Par la suite, cette prise de parole est une réaction évidente aux résultats des Européennes 2024. L’Europe, présente avec presque quarante citations directes, fait l’objet d’une attention relativement inédite depuis l’invasion de février 2022 et même d’un appel à une nouvelle considération de la relation : « Le véritable danger pour l’Europe ne provient pas de la Russie. La principale menace pour les Européens réside dans leur dépendance critique et croissante, presque totale, à l’égard des États-Unis, que ce soit dans les domaines militaire, politique, technologique, idéologique ou informationnel. L’Europe se retrouve de plus en plus marginalisée sur la scène économique mondiale, confrontée au chaos des migrations et à d’autres problèmes urgents, tout en étant privée de sa propre voix internationale et de son identité culturelle. Il semble parfois que les politiciens européens au pouvoir et les représentants de la bureaucratie européenne craignent davantage d’irriter Washington que de perdre la confiance de leur propre peuple. Les récentes élections au Parlement européen en témoignent ». 

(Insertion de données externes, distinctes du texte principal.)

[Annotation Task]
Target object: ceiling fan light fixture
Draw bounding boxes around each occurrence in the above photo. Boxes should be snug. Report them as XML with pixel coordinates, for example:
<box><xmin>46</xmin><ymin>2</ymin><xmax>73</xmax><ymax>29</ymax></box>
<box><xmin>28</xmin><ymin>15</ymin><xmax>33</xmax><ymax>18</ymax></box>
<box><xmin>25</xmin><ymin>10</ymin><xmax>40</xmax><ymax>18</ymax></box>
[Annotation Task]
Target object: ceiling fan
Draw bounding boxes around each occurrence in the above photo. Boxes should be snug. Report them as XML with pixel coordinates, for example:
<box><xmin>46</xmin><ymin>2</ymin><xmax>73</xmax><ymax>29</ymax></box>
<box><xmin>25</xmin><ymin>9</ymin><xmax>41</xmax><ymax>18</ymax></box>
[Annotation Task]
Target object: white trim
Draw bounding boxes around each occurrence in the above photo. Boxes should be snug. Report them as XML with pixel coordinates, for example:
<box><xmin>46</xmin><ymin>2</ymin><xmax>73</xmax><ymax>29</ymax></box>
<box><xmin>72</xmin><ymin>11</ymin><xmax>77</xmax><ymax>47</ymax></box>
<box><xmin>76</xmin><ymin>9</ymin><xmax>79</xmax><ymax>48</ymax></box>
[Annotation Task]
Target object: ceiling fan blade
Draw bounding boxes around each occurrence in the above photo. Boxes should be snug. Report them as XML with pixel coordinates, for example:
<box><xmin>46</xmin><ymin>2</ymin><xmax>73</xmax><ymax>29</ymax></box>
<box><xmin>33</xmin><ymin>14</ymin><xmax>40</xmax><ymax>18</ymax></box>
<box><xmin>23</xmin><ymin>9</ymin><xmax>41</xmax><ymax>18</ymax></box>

Enfin, Poutine a prononcé ce discours à la veille d’un sommet qui a réuni au Bürgenstock, en Suisse, les représentants de plus de 90 pays. Il y énonce pour la première fois les conditions — en l’état, impossible à accepter : elles impliqueraient selon nos calculs l’annexion de plus de 22 % du territoire ukrainien — d’un cessez-le-feu en Ukraine : « Nos conditions sont simples : les troupes ukrainiennes doivent être complètement retirées des républiques populaires de Donetsk et de Louhansk, ainsi que des régions de Kherson et de Zaporijjia, et ce retrait doit concerner tout le territoire de ces régions dans leurs limites administratives telles qu’elles existaient au moment de leur intégration à l’Ukraine. Dès que Kiev déclarera sa volonté d’une telle décision et commencera le retrait effectif de ses troupes de ces régions, en plus de notifier officiellement l’abandon de ses projets d’adhésion à l’OTAN, nous ordonnerons immédiatement un cessez-le-feu et entamerons des pourparlers. Nous le ferons instantanément. Bien entendu, nous garantirons également le retrait sans entrave et en toute sécurité des unités et formations ukrainiennes ».

Merci beaucoup.

Le président russe intervient après Sergueï Lavrov. Le ministre des affaires étrangères en fonction depuis le 9 mars 2004 a introduit le discours présidentiel en remerciant Poutine pour « l’attention inébranlable [qu’il porte] au service de la politique étrangère » et en indiquant que cette prise de parole devait permettre à l’ensemble de l’administration de « coopérer et de nous coordonner étroitement dans la poursuite d’une politique étrangère commune, qui est déterminée par le Président de la Russie et qui est énoncée dans le Concept de la politique étrangère de notre pays ». 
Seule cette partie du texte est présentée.